JuliaData / DelimitedFiles.jl

A package for reading and writing files with delimited values (Originally a Julia stdlib)
MIT License
18 stars 2 forks source link

readdlm doesn't know about comma decimal mark #11

Open Ilya87 opened 10 years ago

Ilya87 commented 10 years ago

In some countries comma is a decimal mark, but readdlm has no option to recognize it. So when I do x=readdlm("/home/ilya/Works/Julia/12.csv", ';') for file that contains numbers like 18,8205, then mean(x) ERROR: + has no method matching +(::SubString{ASCIIString}, ::SubString{ASCIIString}) Trying do x=readdlm("/home/ilya/Works/Julia/12.csv", ';',Float32) ERROR: file entry "18,8205" cannot be converted to Float32 I should open 12.csv file in editor and replace all commas with point and only this solves the problem.

tanmaykm commented 10 years ago

readdlm uses float64_isvalid which finally uses the C locale.

related: JuliaLang/julia#6593

elextr commented 10 years ago

If locale capability is added to things like readdlm it must be explicit, just because a computer is running in a ',' or '.' locale does not mean the data is in that format.

And the default should not be to use the computer's locale, it is really bad Karma if a program which works in one locale mysteriously fails in another when processing the same data.
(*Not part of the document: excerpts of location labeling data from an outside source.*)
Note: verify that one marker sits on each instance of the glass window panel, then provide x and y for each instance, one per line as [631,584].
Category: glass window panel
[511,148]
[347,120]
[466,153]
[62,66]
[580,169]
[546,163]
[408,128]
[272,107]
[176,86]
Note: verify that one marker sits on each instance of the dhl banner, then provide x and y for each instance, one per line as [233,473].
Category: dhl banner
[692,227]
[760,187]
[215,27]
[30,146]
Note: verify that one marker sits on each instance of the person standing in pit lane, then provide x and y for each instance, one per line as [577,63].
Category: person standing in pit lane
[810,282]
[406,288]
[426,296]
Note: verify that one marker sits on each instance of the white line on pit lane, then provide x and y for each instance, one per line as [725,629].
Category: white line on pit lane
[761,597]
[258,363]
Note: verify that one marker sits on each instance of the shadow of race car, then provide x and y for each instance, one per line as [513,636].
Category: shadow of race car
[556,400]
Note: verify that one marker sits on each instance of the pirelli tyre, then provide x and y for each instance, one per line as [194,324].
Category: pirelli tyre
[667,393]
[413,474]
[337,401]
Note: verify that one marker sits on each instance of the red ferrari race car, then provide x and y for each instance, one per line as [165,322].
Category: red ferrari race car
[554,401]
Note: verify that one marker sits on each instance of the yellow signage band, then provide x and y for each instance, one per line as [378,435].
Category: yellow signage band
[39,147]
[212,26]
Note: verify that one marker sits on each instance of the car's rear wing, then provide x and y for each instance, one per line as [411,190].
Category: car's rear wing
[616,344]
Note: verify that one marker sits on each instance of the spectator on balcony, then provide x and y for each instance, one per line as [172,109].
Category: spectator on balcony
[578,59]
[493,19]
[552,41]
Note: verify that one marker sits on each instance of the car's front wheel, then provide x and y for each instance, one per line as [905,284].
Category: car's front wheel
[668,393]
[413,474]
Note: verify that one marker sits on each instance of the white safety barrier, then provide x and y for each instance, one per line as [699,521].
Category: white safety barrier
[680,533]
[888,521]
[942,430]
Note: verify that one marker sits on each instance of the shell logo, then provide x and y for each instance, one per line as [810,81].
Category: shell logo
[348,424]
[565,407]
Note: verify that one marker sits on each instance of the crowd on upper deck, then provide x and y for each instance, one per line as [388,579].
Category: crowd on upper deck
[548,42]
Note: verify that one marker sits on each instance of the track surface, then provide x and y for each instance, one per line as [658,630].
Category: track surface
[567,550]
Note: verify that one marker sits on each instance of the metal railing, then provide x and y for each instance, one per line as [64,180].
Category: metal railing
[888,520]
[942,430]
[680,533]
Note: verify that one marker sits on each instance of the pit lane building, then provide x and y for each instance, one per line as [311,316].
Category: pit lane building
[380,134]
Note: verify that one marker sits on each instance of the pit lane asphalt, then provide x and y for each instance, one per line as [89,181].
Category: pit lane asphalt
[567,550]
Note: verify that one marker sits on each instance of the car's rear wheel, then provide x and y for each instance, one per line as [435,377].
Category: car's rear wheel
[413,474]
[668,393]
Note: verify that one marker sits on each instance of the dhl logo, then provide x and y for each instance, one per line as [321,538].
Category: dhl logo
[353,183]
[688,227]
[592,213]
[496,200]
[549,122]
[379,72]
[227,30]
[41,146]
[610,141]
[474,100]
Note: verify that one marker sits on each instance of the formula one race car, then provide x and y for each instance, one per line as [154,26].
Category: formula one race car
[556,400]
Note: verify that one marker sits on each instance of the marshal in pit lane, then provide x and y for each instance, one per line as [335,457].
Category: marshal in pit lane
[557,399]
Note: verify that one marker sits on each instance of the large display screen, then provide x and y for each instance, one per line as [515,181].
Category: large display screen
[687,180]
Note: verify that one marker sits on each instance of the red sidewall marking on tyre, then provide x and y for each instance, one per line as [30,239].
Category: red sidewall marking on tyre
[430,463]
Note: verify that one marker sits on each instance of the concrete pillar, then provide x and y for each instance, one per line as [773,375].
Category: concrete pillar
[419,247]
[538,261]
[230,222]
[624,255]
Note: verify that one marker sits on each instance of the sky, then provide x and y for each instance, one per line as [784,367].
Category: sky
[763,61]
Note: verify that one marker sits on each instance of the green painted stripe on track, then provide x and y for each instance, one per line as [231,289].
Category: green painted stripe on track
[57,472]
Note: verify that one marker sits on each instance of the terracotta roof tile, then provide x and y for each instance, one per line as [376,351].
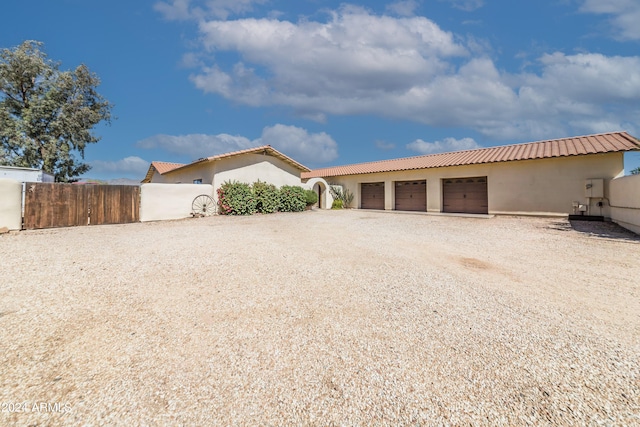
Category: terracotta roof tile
[589,144]
[164,167]
[266,149]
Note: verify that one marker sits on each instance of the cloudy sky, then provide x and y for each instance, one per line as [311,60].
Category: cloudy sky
[330,82]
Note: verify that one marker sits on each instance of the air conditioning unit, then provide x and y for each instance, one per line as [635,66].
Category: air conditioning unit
[594,188]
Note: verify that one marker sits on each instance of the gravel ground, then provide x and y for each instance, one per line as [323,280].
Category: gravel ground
[321,318]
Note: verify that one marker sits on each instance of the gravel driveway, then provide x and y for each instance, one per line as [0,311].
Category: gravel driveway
[321,318]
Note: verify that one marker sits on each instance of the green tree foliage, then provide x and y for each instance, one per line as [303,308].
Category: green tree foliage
[47,115]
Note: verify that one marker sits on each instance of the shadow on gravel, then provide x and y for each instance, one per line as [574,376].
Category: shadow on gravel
[602,229]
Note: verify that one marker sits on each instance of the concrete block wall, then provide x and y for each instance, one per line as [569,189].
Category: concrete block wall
[625,202]
[10,204]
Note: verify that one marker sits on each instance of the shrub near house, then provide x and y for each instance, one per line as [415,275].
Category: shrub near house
[236,198]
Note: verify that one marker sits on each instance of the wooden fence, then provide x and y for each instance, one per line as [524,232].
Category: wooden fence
[48,205]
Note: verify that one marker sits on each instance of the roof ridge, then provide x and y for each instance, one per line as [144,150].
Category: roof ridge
[549,148]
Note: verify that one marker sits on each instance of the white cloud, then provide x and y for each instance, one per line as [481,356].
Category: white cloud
[197,145]
[181,10]
[466,5]
[403,7]
[625,16]
[299,144]
[128,166]
[410,69]
[307,65]
[291,140]
[446,145]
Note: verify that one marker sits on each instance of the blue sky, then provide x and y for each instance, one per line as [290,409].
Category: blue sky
[330,82]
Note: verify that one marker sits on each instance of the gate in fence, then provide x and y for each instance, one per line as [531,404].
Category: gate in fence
[48,205]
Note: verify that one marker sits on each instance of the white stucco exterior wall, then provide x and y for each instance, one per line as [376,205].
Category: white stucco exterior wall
[527,187]
[10,204]
[625,202]
[250,168]
[247,168]
[325,198]
[165,201]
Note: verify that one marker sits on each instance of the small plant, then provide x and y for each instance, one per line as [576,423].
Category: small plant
[344,195]
[267,197]
[292,199]
[236,198]
[311,196]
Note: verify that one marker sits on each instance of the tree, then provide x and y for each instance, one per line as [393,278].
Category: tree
[47,115]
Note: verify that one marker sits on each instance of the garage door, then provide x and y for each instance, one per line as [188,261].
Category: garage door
[372,195]
[465,195]
[411,196]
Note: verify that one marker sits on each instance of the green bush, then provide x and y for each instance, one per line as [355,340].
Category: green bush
[267,197]
[292,199]
[311,196]
[236,198]
[344,196]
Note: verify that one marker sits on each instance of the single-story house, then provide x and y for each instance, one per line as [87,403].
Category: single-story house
[263,163]
[560,176]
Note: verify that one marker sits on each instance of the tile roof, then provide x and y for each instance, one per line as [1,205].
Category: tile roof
[263,149]
[574,146]
[160,167]
[166,167]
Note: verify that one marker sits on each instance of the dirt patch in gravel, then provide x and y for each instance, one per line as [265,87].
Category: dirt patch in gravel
[321,318]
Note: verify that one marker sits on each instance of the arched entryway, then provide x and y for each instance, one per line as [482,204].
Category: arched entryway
[321,188]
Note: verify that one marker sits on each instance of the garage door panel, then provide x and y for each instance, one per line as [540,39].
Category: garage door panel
[372,195]
[411,195]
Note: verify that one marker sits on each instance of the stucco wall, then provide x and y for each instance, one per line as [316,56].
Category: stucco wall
[168,201]
[320,187]
[203,171]
[249,168]
[246,168]
[539,187]
[10,204]
[625,202]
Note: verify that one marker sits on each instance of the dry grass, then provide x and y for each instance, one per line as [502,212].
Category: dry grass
[322,318]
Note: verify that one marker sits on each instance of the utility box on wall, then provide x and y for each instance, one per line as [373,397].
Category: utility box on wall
[594,188]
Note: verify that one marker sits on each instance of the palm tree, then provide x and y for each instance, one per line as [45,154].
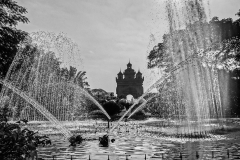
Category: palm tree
[72,75]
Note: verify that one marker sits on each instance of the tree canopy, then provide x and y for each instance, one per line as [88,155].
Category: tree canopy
[10,37]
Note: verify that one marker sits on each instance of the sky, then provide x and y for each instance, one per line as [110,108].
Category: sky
[109,33]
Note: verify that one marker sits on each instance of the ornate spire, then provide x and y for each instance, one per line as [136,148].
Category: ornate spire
[120,72]
[129,65]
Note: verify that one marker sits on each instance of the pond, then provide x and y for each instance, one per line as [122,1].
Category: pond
[139,140]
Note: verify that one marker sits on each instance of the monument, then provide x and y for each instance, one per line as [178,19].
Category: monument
[129,83]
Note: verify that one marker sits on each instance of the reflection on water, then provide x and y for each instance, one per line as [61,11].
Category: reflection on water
[135,140]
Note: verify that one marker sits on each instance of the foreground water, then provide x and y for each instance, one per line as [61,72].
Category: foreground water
[139,140]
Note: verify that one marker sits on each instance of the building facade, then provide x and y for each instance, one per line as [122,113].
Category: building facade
[129,82]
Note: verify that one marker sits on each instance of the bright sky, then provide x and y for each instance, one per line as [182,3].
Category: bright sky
[110,32]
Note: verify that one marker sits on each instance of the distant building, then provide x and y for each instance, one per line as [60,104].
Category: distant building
[129,82]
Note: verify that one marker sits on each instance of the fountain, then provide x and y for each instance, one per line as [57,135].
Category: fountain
[196,62]
[39,83]
[40,88]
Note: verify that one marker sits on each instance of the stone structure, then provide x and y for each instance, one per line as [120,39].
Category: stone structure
[129,82]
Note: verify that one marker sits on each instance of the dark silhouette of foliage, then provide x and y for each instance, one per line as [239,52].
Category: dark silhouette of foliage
[11,14]
[112,108]
[17,143]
nalimilan commented 10 years ago

@elextr It's not what @tanmaykm said. On the contrary, readdlm always uses the C locale, which prevents the behavior from changing depending on the current locale. What is needed is a way to specify a custom decimal mark, as you asked.

elextr commented 10 years ago

@nalimilan indeed, I said "if locale capability is added", rather than referring to current behaviour :)

As @Ilya87 pointed out there is data with differing locale specific formats, and maybe its useful to add the capability to accept such data (rather than having to edit the file to replace the commas with dots).

I was just pointing out that it needs to be explicit depending on the locale format of the data not the computer locale since its a common mistake to conflate the two.

tknopp commented 10 years ago

This needs a fix of JuliaLang/julia#6593 which I could tackle. The question is more how the interface of these locale specific functions should look like. Lets keep that dicussion in JuliaLang/julia#6593.